Rosie O'Donnell & the Amoral Market

We read it in the aforementioned comments over at the Seattle PI about the fairness doctrine and we read it in a post our buddy made on cougarboard.com. We refer, of course, to the hokey notion that because media outlets are controlled by supposedly "conservative" business interests, that makes the media outlets they control ipso facto conservative.

Nevermind the fact that in the last several election cycles, most businesses donated almost equally to both the Republican and Democratic parties. Where they don't give equally, it is based on who they think has the best chance of winning, not ideology. They want to support whoever will eventually be sitting on the Ways and Means Committee--regardless of political party. Ignore also the fact that few businesses are controlled by some small cabal of middle aged white males who, along with trying to gain monopolistic control of their industry, work tirelessly towards their ultimate goal of playing puppetmaster with the US government. Come on. Aren't we too old for these crazy conspiracy theories?
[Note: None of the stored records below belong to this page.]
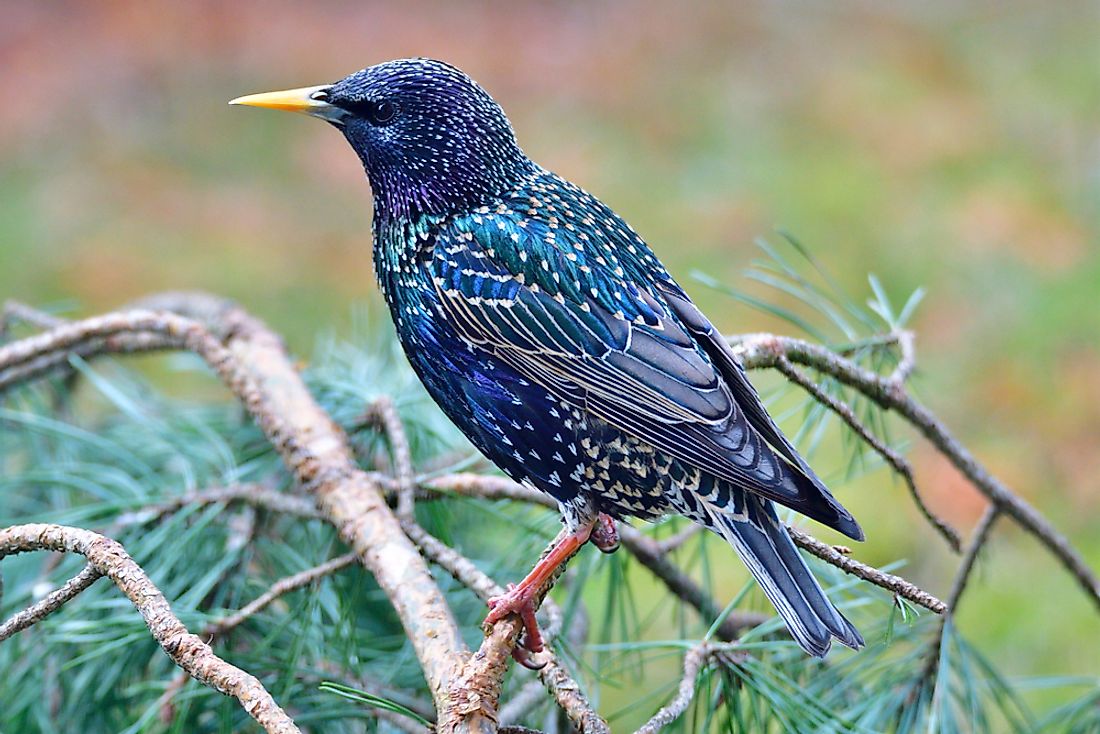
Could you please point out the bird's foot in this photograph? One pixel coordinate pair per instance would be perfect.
(605, 534)
(519, 601)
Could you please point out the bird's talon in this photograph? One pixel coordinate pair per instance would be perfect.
(605, 534)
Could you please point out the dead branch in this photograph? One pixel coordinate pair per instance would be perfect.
(284, 585)
(479, 681)
(254, 365)
(383, 412)
(650, 555)
(892, 458)
(674, 541)
(256, 495)
(888, 581)
(50, 603)
(187, 650)
(693, 663)
(981, 533)
(766, 350)
(682, 585)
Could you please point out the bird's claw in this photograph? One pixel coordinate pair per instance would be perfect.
(605, 534)
(519, 601)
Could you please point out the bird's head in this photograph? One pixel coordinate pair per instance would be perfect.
(430, 139)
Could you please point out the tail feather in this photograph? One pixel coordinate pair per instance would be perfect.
(770, 555)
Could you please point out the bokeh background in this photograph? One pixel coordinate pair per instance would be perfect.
(948, 145)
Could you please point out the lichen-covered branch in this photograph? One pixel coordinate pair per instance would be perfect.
(693, 663)
(888, 581)
(252, 362)
(766, 351)
(187, 650)
(51, 602)
(892, 458)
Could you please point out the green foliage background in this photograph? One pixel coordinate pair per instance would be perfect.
(946, 145)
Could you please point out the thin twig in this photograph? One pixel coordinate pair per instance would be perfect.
(187, 650)
(888, 581)
(978, 539)
(50, 603)
(906, 344)
(673, 541)
(765, 350)
(526, 699)
(966, 567)
(253, 363)
(282, 587)
(891, 457)
(257, 495)
(383, 412)
(649, 555)
(477, 686)
(693, 663)
(14, 310)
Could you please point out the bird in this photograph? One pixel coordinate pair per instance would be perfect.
(551, 335)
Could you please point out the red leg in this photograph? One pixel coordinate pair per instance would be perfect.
(605, 535)
(520, 599)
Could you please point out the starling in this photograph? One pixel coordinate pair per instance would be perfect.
(554, 339)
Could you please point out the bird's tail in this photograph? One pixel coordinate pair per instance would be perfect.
(778, 567)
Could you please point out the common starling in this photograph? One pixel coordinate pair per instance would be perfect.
(554, 339)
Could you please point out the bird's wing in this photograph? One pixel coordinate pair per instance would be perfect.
(606, 346)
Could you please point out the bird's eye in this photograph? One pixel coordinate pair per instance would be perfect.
(383, 112)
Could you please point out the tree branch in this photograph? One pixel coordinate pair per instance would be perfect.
(187, 650)
(693, 663)
(766, 350)
(254, 365)
(50, 603)
(891, 457)
(888, 581)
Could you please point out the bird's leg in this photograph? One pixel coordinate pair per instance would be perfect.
(520, 598)
(605, 535)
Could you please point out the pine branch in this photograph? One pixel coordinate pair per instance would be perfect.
(187, 650)
(767, 350)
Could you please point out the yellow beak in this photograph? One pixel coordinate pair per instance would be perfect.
(307, 100)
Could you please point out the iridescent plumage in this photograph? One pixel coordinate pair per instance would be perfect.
(550, 333)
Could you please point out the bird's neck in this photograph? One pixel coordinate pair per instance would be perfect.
(403, 195)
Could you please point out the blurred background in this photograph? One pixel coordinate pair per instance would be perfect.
(948, 145)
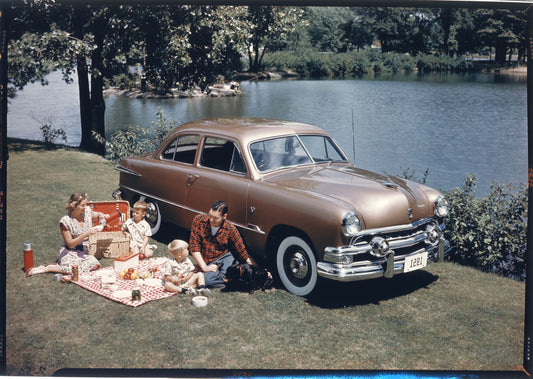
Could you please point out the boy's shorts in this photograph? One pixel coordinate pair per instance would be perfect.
(216, 279)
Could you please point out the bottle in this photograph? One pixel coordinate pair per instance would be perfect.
(75, 273)
(136, 294)
(28, 256)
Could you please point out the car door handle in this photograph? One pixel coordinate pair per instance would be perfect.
(191, 179)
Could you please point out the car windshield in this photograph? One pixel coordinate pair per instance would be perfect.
(276, 153)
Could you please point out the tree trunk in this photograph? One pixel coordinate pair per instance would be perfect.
(97, 95)
(85, 104)
(501, 49)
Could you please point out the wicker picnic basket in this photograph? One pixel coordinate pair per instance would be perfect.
(108, 244)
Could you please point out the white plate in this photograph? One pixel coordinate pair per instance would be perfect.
(159, 261)
(122, 294)
(415, 262)
(152, 282)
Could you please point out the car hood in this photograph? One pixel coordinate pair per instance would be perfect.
(379, 200)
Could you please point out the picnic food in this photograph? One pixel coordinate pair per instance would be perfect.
(129, 274)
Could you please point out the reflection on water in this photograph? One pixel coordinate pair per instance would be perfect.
(452, 124)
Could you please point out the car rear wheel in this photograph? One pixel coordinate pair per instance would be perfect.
(296, 266)
(153, 215)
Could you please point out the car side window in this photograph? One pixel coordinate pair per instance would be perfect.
(182, 149)
(221, 154)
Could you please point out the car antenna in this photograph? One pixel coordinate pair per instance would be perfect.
(353, 138)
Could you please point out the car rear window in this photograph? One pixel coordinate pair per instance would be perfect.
(221, 154)
(182, 149)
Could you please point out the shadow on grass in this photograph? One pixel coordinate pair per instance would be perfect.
(18, 145)
(331, 294)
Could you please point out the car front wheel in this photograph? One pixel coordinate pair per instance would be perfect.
(296, 265)
(153, 215)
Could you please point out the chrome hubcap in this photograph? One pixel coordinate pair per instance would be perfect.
(298, 265)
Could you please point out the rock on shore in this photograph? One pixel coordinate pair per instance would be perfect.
(217, 90)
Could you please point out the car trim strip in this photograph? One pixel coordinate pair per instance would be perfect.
(126, 170)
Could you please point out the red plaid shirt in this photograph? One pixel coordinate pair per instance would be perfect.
(213, 247)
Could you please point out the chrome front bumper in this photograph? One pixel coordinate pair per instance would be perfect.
(384, 267)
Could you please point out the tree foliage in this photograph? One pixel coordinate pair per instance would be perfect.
(489, 233)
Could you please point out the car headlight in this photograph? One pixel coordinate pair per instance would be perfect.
(117, 194)
(441, 207)
(351, 224)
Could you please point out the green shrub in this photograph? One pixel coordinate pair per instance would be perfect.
(138, 140)
(307, 62)
(489, 233)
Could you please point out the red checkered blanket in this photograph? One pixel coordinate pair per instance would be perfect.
(151, 289)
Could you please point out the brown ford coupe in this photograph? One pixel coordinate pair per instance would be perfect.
(296, 198)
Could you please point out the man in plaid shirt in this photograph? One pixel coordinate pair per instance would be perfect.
(213, 243)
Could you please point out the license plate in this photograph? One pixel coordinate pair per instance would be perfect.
(415, 262)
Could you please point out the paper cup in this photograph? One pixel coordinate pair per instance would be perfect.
(199, 301)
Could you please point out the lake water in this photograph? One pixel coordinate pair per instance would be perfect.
(452, 124)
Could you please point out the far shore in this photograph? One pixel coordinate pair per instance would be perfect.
(233, 88)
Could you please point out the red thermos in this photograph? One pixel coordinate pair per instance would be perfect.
(28, 256)
(112, 217)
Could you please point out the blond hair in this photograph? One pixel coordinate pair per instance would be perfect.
(177, 246)
(75, 199)
(142, 205)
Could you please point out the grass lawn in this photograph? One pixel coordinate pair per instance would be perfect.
(445, 317)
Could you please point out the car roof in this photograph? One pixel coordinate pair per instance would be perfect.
(247, 129)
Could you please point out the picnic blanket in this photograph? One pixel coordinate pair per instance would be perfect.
(151, 289)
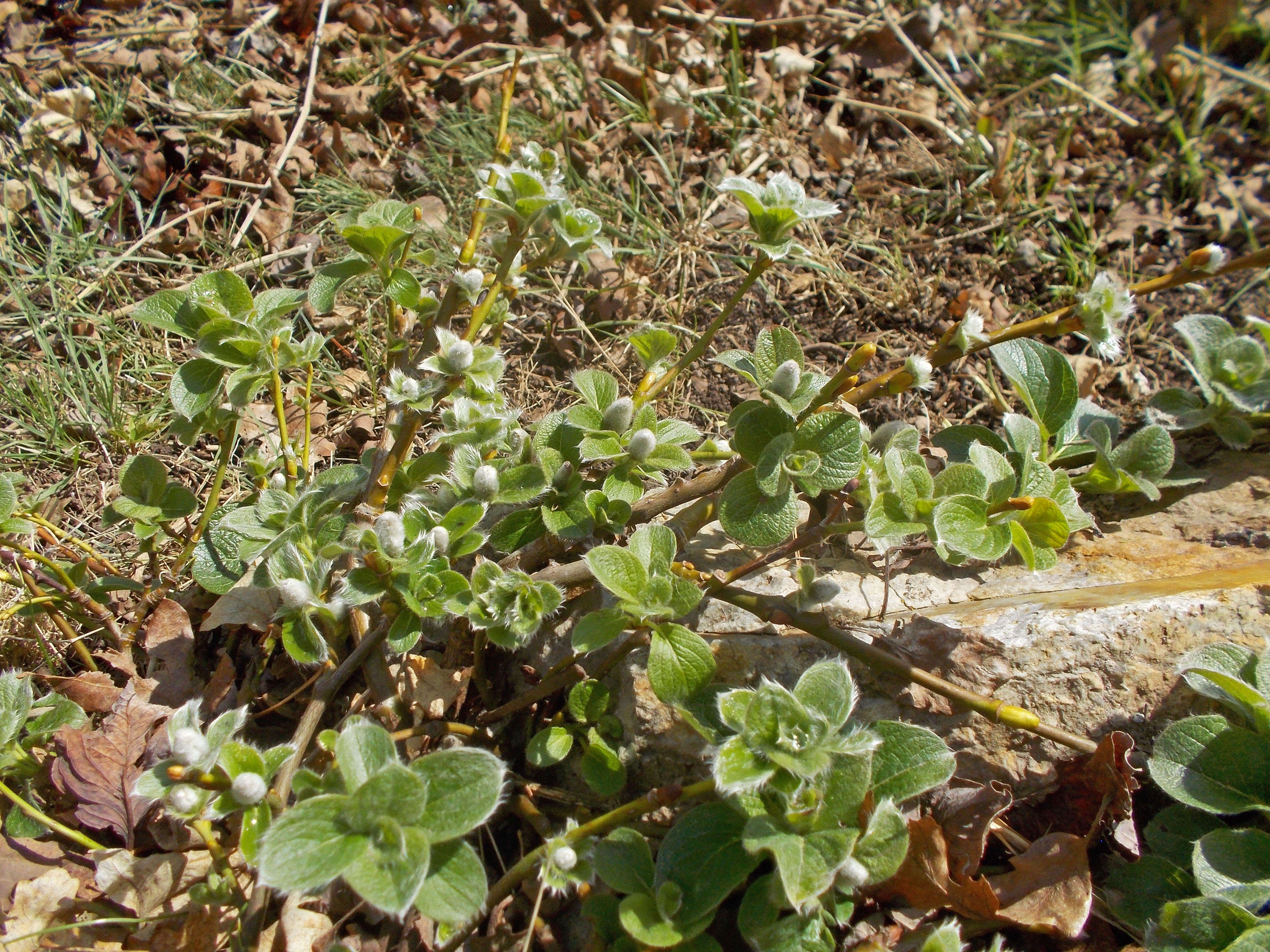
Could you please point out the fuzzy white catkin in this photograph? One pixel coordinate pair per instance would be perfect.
(249, 789)
(564, 858)
(183, 799)
(295, 593)
(441, 540)
(853, 874)
(459, 357)
(785, 380)
(486, 483)
(188, 747)
(618, 417)
(642, 446)
(392, 533)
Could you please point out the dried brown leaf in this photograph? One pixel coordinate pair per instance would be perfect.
(101, 767)
(1050, 889)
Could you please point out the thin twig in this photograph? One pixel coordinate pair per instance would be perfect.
(296, 131)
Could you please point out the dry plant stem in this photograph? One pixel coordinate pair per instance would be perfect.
(761, 264)
(768, 607)
(229, 436)
(296, 131)
(60, 622)
(63, 829)
(519, 874)
(74, 592)
(326, 691)
(61, 535)
(1050, 325)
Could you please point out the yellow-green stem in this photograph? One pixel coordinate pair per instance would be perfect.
(59, 828)
(761, 264)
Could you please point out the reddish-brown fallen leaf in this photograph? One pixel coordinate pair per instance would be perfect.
(171, 645)
(1085, 785)
(966, 814)
(924, 880)
(1050, 889)
(93, 691)
(101, 767)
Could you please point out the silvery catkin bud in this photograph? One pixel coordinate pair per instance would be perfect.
(183, 799)
(642, 446)
(188, 747)
(486, 483)
(249, 789)
(295, 593)
(785, 380)
(459, 357)
(392, 533)
(564, 858)
(618, 417)
(441, 540)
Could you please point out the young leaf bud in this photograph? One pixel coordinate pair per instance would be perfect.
(564, 858)
(920, 370)
(249, 789)
(188, 747)
(183, 799)
(295, 595)
(785, 380)
(854, 874)
(459, 357)
(642, 446)
(618, 417)
(560, 482)
(441, 540)
(392, 533)
(486, 483)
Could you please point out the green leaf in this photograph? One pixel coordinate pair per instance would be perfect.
(884, 843)
(910, 762)
(393, 791)
(144, 479)
(549, 747)
(597, 629)
(1138, 890)
(389, 876)
(403, 287)
(619, 570)
(827, 690)
(962, 525)
(329, 278)
(517, 529)
(220, 295)
(364, 748)
(1043, 379)
(1203, 923)
(680, 663)
(196, 386)
(1207, 763)
(807, 865)
(755, 518)
(455, 888)
(588, 701)
(597, 388)
(16, 697)
(705, 857)
(1174, 832)
(308, 846)
(464, 789)
(601, 767)
(1226, 858)
(761, 427)
(624, 862)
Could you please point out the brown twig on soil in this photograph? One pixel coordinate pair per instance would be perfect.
(296, 130)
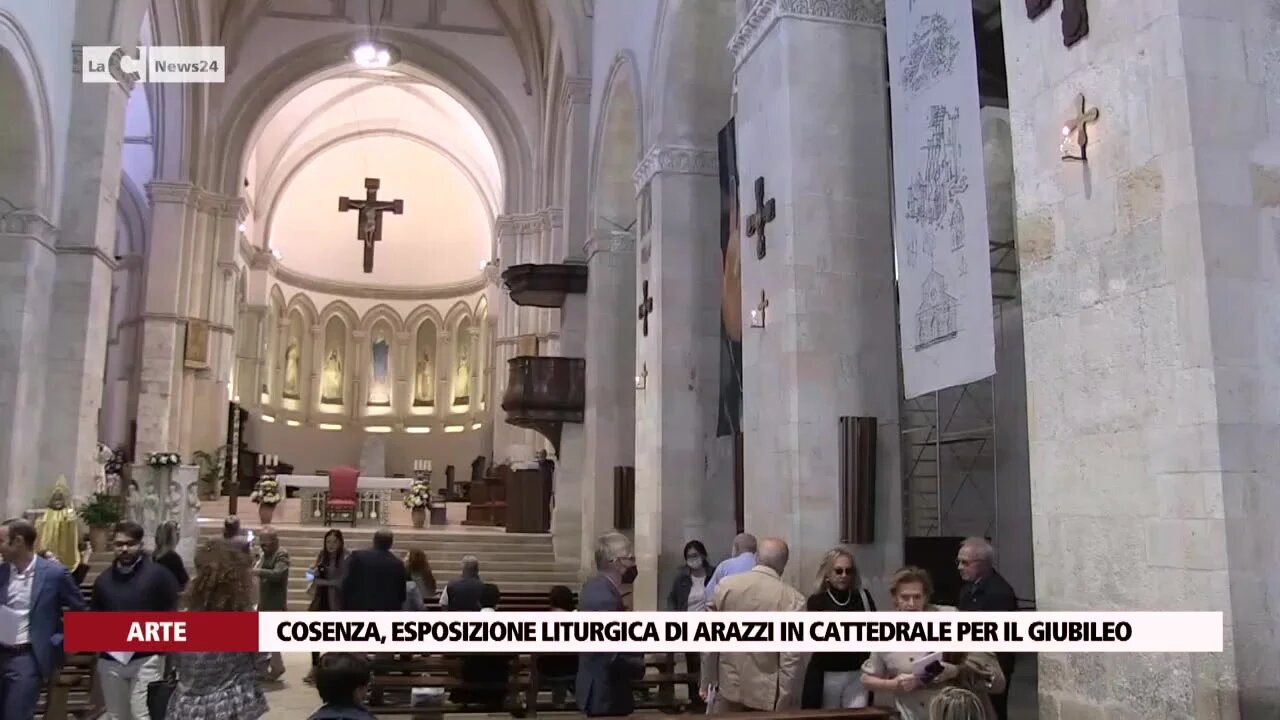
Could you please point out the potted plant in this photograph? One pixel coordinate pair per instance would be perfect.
(210, 470)
(417, 500)
(266, 495)
(101, 513)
Capitalism, markets, business--these things are neither Republican or Democrat, conservative or liberal. The market is neither moral nor immoral. It seeks only profit. This guiding principle applies equally to the media. If a corporate interest believes ratings will rise and with it their profits, they will keep Rosie O'Donnell on the air until the public tires of her. If Jon Stewart or Stephen Colbert or Keith Olbermann makes them money, they will continue to fund production of their shows. The same thing applies (obviously) to conservative media. These businesses didn't pull their advertising from Air America because of politics, they stopped buying airtime because Air America didn't have enough listeners.

Wake up. If there are dollars to be made, and one company will ignore the opportunity because of some ideological difference, you can bet your bottom dollar that their competitor will step in and take advantage of the opening. They don't care if Democrats, Republicans, Communists or Atheists buy their widgets, they just want to make a profit. That's business. That's capitalism. That's the amoral market.